What if I said "Lemonade has a massive impact on baseball performance. It caused McGwire to hit 70 home runs." And you replied with "I'm not sure about that; look at all the marginal players who drank lemonade also." And then I said "What?! How do we know if these marginal players would even be marginal if it weren't for the LEMONADE?" So rather than supporting my bullsh!t claim, I've now shifted to you the burden to prove my bullsh!t claim false.
After watching the linked video, I watched the next video which was a look at 2012 candidates by the numbers. First a minor criticism. They show Raines stealing a base, in which he would have been clearly out if the fielder would have caught the ball, I'm thinking with 800 or so stolen bases to chose from, why did they pick that one? was it because he was wearing a Yankee uniform?
Second, Fred McGriff went 17 seasons with 0 days on the DL. Damn that's impressive. And I wasn't surprised, but I imagine some people would have been surprised to realize that Lee Smith led the league in saves more times than Rivera or Gossage.
Claude Osteen, 3460 IP, 104 ERA+, 39.8 WAR
Jack Morris, 3824 IP, 105 ERA+, 39.3 WAR
(lop off Morris' last two years)
Jack Morris, 3530 IP, 109 ERA+, 41.4 WAR
Poor Kevin Appier. How many guys have a 1600 IP stretch of 140 ERA+ ball?

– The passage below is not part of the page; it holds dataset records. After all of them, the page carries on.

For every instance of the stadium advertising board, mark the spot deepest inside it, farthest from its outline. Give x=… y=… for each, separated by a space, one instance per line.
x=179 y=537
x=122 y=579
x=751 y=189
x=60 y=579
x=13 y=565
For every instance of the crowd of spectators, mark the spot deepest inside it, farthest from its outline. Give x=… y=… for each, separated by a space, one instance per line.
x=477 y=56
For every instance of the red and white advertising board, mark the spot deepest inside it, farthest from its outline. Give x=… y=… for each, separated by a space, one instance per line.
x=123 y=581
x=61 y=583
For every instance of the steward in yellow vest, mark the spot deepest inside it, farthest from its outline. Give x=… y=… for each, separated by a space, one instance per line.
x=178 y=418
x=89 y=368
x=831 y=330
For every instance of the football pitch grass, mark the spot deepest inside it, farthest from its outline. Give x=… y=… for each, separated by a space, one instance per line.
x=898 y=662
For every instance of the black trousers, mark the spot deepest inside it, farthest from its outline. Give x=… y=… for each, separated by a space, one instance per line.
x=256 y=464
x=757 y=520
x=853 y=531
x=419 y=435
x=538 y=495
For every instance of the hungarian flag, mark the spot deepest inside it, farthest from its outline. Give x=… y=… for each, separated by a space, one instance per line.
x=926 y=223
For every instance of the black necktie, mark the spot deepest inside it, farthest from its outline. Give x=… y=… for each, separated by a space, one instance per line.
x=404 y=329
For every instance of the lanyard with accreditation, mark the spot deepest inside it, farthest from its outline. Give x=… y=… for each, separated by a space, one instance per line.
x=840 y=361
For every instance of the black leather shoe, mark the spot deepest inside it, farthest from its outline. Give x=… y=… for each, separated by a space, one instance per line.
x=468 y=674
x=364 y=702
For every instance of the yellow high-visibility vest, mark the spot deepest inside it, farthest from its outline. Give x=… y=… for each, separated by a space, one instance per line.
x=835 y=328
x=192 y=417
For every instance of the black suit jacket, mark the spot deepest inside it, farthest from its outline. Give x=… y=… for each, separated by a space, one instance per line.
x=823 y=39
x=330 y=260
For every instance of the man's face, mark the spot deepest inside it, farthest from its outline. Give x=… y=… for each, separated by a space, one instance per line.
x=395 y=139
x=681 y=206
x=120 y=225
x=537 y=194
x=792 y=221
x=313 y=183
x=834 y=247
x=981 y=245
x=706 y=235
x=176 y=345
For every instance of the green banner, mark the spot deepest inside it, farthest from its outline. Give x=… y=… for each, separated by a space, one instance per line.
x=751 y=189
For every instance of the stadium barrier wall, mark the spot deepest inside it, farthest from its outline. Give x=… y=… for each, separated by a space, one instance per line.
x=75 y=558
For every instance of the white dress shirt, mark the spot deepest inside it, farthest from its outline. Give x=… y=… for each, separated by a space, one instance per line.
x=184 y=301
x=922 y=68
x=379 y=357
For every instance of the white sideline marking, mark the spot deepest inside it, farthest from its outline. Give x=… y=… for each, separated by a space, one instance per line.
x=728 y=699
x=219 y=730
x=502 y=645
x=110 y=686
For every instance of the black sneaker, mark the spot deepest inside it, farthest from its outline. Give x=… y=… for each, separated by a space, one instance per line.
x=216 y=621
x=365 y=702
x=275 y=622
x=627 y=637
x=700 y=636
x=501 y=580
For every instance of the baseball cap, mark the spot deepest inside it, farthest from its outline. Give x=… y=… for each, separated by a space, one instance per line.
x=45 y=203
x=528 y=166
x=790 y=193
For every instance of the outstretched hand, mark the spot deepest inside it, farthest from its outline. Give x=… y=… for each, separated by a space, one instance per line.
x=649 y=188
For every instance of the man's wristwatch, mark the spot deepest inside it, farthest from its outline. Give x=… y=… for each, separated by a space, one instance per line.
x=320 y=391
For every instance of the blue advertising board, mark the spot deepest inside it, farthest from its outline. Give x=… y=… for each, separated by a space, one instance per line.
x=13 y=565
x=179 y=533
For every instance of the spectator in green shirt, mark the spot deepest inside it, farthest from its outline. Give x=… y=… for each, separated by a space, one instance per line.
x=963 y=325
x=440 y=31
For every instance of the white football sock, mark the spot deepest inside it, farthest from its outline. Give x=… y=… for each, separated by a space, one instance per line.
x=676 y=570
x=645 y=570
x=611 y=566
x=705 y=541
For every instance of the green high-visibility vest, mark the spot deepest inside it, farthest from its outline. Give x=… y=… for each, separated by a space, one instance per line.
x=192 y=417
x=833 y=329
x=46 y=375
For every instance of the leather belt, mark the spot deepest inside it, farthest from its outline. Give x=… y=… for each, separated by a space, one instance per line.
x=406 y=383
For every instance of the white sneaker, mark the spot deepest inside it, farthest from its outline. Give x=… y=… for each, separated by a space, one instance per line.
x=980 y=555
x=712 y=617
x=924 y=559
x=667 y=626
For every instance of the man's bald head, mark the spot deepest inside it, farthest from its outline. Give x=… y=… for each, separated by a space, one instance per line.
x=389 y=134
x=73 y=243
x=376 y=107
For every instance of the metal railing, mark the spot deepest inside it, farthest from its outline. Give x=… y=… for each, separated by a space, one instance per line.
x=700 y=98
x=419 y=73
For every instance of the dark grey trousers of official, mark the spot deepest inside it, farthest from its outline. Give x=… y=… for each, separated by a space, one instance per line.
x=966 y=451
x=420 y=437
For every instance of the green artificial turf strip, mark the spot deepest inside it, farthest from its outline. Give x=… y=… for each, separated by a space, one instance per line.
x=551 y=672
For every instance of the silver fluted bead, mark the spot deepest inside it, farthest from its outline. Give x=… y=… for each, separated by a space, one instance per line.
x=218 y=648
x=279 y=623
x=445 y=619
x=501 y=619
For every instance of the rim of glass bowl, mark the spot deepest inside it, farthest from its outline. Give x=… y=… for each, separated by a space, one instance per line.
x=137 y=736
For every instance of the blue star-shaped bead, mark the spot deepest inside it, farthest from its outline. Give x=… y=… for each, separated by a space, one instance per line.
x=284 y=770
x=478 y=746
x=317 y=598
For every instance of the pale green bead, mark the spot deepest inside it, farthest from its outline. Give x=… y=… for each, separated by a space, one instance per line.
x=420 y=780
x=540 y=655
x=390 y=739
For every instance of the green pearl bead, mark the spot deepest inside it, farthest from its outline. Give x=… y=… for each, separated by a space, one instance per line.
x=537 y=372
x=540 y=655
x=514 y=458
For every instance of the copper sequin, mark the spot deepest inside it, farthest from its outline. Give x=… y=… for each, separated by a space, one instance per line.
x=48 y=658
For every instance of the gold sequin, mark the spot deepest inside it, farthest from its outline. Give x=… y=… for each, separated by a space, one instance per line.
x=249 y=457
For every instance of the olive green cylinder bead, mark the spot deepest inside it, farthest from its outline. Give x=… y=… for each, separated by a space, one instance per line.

well, this guy had a 1500 IP stretch with a 159 ERA+ (starting at age 30, no less)
(maybe HOF voters are biased against guys named Kevin)
And #30 ... you realize that what you're showing is that if you tailor the numbers to favor Morris then, in equal IP, he was a whopping 1.5 wins better than Osteen. :-)
But I agree that a durable average pitcher (and Morris was better than that) is a valuable pitcher.
I probably forget how good Appier was. I remember him mostly for the 2002 Angels. His job there was to get through 5 innings with screwing up and turn it over to the bullpen.